Es particular, también, por el hecho que la pandemia tiene su propia transmisión en vivo, distinta de las divulgaciones de otras tragedias y colapsos que sucedieron en otras partes y a las que, simplemente, se ha asistido como meros espectadores. En este mismo momento también somos espectadores, pero sobre todo los números de infectados, las cantidades de cuerpos contagiados, los individuos partícipes de la duración de la pandemia, actores quietos e inquietos; nuestros cuerpos cuentan, se cuidan, cuidan a otros o caen rendidos de manera incontable.

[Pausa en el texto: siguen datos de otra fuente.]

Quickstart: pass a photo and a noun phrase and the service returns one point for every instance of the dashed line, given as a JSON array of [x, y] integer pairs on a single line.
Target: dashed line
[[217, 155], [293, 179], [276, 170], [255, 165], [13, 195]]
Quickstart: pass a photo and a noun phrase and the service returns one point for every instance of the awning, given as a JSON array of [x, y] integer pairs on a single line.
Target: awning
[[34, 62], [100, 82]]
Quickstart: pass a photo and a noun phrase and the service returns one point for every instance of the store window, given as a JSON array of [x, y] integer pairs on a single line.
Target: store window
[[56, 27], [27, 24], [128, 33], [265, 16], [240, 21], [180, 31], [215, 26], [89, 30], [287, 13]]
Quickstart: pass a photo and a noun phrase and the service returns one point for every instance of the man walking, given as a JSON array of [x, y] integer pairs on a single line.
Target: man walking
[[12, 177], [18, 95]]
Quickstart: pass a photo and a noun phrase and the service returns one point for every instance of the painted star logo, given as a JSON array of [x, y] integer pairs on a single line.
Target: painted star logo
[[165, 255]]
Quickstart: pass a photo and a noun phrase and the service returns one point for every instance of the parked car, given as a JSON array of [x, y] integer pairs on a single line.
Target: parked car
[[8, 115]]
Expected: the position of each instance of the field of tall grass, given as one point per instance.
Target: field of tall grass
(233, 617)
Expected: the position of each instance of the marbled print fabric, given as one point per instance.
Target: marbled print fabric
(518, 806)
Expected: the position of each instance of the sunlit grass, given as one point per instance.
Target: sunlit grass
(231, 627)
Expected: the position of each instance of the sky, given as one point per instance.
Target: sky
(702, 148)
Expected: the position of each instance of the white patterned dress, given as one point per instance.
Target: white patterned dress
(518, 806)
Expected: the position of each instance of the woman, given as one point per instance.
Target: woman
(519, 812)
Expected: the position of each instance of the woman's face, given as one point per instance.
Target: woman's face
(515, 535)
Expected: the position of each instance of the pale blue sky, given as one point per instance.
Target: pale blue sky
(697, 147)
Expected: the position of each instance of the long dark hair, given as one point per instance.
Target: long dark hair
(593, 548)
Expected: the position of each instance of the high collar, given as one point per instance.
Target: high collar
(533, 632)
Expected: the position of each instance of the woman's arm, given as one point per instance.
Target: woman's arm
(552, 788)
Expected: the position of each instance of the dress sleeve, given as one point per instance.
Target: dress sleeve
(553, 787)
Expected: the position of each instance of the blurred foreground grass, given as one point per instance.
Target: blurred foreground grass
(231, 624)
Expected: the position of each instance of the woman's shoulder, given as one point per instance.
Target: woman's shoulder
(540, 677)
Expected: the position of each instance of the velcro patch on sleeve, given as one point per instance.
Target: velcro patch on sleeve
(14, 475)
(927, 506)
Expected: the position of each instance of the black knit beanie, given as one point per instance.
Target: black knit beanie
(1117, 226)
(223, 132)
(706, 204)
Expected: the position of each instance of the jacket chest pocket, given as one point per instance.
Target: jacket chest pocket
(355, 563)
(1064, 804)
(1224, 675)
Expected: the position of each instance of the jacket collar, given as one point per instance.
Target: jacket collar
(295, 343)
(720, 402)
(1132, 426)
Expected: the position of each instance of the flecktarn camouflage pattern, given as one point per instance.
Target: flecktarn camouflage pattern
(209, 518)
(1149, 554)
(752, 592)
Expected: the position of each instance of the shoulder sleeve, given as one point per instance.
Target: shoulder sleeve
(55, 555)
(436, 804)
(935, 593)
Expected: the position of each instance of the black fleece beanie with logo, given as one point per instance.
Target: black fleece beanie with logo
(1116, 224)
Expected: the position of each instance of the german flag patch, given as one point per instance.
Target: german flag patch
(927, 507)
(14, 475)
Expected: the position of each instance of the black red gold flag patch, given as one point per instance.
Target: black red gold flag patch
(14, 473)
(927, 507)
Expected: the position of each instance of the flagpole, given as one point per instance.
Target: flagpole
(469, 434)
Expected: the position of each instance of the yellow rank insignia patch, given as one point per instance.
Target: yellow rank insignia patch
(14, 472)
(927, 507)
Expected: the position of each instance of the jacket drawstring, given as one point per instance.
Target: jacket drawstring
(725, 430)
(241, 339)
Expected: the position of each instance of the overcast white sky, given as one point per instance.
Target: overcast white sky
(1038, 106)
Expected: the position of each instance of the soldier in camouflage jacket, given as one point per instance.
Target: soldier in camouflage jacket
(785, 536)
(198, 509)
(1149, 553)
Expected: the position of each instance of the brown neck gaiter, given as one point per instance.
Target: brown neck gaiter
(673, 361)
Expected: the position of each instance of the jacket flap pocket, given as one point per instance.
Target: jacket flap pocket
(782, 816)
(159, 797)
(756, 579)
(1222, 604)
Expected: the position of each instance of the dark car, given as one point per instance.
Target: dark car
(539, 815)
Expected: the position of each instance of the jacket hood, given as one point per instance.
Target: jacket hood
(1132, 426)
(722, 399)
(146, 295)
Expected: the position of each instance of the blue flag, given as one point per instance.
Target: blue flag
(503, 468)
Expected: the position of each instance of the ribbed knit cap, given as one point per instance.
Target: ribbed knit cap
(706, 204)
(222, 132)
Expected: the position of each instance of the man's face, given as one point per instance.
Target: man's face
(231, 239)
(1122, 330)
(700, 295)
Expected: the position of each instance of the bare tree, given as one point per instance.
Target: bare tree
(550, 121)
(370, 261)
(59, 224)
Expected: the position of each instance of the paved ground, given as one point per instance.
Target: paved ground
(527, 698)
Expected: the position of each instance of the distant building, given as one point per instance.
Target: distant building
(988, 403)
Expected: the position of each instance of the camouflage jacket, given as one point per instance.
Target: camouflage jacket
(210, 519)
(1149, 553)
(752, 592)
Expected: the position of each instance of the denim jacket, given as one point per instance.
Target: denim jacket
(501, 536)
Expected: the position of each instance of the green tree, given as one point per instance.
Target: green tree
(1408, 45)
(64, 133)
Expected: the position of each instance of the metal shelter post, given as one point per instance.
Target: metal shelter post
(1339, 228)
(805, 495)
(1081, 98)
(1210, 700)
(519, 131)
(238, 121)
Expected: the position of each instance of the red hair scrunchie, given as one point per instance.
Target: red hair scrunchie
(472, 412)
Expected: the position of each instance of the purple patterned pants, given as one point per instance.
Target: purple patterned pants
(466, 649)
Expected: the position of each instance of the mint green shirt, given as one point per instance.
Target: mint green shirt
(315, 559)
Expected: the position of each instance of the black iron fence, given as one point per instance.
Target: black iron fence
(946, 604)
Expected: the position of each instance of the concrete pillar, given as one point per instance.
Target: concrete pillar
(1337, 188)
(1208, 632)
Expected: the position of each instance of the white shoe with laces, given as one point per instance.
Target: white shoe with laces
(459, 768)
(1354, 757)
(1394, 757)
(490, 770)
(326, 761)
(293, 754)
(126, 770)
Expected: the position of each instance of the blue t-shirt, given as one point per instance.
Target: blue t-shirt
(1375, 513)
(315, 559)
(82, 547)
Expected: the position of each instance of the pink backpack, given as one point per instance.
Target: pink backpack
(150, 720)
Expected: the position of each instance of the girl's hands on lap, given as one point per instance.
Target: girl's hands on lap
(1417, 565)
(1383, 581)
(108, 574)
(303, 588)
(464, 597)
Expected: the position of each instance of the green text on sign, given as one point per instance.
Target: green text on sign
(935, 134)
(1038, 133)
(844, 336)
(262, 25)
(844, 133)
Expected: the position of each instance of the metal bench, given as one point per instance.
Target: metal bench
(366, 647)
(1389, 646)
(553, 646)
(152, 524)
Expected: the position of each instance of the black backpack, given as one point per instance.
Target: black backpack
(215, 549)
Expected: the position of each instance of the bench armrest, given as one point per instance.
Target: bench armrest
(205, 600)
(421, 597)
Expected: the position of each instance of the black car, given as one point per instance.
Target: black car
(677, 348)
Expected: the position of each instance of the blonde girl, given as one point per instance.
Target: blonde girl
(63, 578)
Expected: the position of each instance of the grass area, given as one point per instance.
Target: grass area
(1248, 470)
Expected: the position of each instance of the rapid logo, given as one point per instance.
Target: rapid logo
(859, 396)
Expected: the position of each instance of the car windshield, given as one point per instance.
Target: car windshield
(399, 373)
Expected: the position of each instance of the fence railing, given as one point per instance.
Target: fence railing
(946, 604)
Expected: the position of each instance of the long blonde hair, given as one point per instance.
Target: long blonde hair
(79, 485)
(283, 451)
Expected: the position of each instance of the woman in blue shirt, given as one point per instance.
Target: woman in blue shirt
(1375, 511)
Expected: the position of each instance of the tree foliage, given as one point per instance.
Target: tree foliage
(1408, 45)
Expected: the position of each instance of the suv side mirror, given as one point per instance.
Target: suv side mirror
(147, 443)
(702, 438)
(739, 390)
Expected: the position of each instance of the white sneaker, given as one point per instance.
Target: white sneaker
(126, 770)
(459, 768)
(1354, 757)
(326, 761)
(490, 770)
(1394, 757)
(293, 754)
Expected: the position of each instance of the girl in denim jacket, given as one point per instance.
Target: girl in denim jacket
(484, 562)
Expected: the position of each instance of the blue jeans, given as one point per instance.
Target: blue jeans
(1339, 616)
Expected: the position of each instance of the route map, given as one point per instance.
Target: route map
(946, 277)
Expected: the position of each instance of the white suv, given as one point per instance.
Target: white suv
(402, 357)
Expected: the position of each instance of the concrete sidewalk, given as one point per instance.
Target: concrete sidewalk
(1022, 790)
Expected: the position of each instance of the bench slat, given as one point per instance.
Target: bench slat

El conteo de muertes y el goteo de contagios en un mapa virtual siempre actualizado permiten realizar un seguimiento indispensable para comprender la evolución y diseminación del virus, es cierto, pero también obligan a asistir, si todavía vivos, a una suerte de agonía que lentamente va reemplazando nombres de cuerpos vivos por ingentes cantidades de muertes.

Es particular, además, por el renovado papel de la ciencia; una ciencia a la que la mayoría de los países ha desahuciado o entregado a manos privadas, y que ahora resurge como aquella entidad de lo real que estaría por decir la única verdad todavía desconocida: ¿cuándo acabará todo esto? Y mientras tanto, ¿qué debemos hacer? ¿Estaremos alguna vez a salvo? Y, ¿qué vendrá después de esta salvación puntual de lo viral?

Por último, su particularidad radica en volver a pensar, o pensar una vez más, o pensar distinto, la presencia o la ausencia de Estado, con todos los matices intermedios posibles. El Estado –la idea de Estado, la acción del Estado– ha regresado a la escena con renovado prestigio o repetido descaso. Como fuera, se trata en general de un Estado que venía siendo devastado o directamente abandonado a su precariedad, al que hasta hace poco se le ha infringido –o se ha infringido a sí mismo– todo el daño posible y que ahora, cuando todos le reclaman su parcela y su incumbencia, debería ser otro de sí mismo para reaccionar y actuar en consecuencia. O abandonarse y abandonarnos a la suerte de la cara o cruz, es decir, a la mala suerte.